寝ぼけているフレアさんが、私を離してくれずに、中々に苦労したのだが、悪い気はしなかったので、少し出るのが予定より遅れてしまった。昨日のうちに用意していた道具を装備してから家を出る。目指すは私が封印されていた森である。
元々あの辺で探索しながら、野生動物を狩っていたらしいので、基本狩りと言えばあの森らしい。
しかし、昨日説明された事で森の中は魔物がいたりして危険らしいのだが、あの森ではどういう訳か一度も遭遇していないらしい。疑問に思っているとアイちゃんがそれとなく、私に説明をしてくれた。
《あそこは周囲の魔力濃度が低く、魔物は嫌がって近づかない上に、生まれもしなかったので野生動物が好んで住んでいるみたいですよ?》
と教えてくれたので魔物はいないらしい。しかしアイちゃんが、警告気味に情報を付け加える。
《とは言え、貴女の封印が解けたので、徐々に魔物が棲み始めると思います。あと、忘れていましたが、思い出したのでお願いしておきます。吸魔の宝玉を返してもらって欲しいです。
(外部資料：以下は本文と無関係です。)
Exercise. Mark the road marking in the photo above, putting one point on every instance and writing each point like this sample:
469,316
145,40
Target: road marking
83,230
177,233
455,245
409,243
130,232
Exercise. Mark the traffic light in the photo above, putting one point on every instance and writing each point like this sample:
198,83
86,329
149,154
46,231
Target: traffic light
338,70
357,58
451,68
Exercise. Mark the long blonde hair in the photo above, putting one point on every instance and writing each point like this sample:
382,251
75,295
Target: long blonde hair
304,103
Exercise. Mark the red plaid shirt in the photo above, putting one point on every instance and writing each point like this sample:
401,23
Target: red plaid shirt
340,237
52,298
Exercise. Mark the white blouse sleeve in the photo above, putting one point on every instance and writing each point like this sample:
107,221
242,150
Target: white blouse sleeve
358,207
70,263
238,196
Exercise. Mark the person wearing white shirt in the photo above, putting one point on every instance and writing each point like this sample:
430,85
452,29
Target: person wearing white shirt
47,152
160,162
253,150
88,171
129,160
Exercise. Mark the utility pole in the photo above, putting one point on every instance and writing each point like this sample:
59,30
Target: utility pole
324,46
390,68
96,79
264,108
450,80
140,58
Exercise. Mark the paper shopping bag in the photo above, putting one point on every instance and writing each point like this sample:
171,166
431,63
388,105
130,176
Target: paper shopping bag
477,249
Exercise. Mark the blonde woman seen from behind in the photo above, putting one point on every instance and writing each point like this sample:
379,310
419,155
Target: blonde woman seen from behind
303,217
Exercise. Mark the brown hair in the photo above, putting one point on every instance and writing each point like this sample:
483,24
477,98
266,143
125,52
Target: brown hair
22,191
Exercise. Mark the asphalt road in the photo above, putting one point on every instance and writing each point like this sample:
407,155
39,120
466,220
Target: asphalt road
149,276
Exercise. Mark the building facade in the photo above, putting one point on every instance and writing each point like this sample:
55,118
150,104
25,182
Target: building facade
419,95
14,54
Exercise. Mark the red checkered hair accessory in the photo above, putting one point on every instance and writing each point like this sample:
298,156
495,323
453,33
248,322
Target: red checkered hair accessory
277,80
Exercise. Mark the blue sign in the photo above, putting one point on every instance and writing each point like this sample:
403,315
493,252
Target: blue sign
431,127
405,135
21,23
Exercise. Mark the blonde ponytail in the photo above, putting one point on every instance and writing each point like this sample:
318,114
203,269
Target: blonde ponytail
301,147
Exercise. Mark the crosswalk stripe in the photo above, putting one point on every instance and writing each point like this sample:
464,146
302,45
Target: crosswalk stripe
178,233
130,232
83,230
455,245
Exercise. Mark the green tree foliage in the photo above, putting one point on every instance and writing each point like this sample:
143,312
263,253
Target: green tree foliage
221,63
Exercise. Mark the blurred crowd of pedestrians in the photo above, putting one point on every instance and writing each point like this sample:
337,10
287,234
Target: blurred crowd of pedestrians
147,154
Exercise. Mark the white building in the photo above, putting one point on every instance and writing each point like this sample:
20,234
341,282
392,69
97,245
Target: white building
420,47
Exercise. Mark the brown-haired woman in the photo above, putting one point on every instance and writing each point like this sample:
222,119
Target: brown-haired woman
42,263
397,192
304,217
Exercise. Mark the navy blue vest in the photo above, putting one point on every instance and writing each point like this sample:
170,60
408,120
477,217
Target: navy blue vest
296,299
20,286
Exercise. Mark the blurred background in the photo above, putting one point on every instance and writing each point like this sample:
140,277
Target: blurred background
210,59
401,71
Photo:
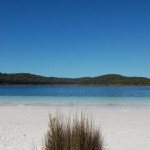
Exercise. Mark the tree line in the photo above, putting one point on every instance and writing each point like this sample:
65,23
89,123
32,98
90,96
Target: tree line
104,80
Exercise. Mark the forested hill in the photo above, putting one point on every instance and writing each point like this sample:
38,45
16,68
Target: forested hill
104,80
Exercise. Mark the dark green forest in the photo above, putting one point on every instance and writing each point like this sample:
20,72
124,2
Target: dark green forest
104,80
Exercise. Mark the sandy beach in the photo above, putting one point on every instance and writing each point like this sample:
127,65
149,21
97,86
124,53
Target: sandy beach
24,127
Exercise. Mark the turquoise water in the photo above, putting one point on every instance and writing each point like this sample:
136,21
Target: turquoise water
75,96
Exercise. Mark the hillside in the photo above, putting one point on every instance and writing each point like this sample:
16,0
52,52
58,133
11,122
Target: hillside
104,80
アレが私の本体らしいので》
その事に一番に驚愕して慌ててしまったのだが、もう夜は遅く、日は沈んでいたので次に会った時でいいと言われて、その件は取り敢えず置いておいた。
そしてトライさんと人を待っているとアルバスさんが来た。
「アルバスさんもですか?」
「知らなかったのか?元々は俺たち2人で探索してたんだからそりゃそうだろ」
「そう言えば言ってなかったかも?」
丁度いいや。宝玉のことを言っておこう。
「あの、この前渡した吸魔の宝玉は持ってますか?必要になったので」
私がそう言うと、アルバスさんがバックを下ろしてから、中を漁ると出てくる。
「貴重品だからな。基本持ってるぜ?ほら確かに渡したぜ」
そう言って渡されたので受け取る。
「ありがとう大切にしてくれて」
アイちゃんの分もお礼を言っておく。
「おう。しかしイマイチ使い道がわからん。そもそも使い方すら理解出来んのだがな」
「まあ使うと言うよりか、大切なモノだから」
「しかし、改めて気づいたが嬢ちゃん。目の色左右で違うのな」
そう言われて考える。右眼は赤で龍の眼の方で、左目の青色は恐らくお母さんの方の遺伝だろう。
それは良いのだが、オッドアイだと目立つかも知れないので、右眼は隠したほうが良いかな?客観的にはどうなのかわからないので尋ねてみる事にする。
「変、ですか?」
そう言ってみると2人が同時に首を振りながら
「「そんなことはない」」
「ただ神秘的な目をしているなあと思ってつい気になっただけだ気にしないでくれ」
「そうそう。クロはとっても可愛いからね。より男を魅了しそうだなって思ったのさ」
そう言われて顔が熱い。きっと真っ赤になってしまっている。仕方ないじゃないか。
今まで誰にも面と向かって、可愛いだなんて言われた事がないのに、急に言うなんてズルイ!
とよくわからない怒り方をしてしまった。
実際には心の中でだが、その怒りは子供ですら恐がらない程度の怒り様だった。
クロは照れ屋で無表情です。肌が白いのも相まって赤くなるとすぐわかります。そんなクロを微笑ましく見守ってくれると幸いです。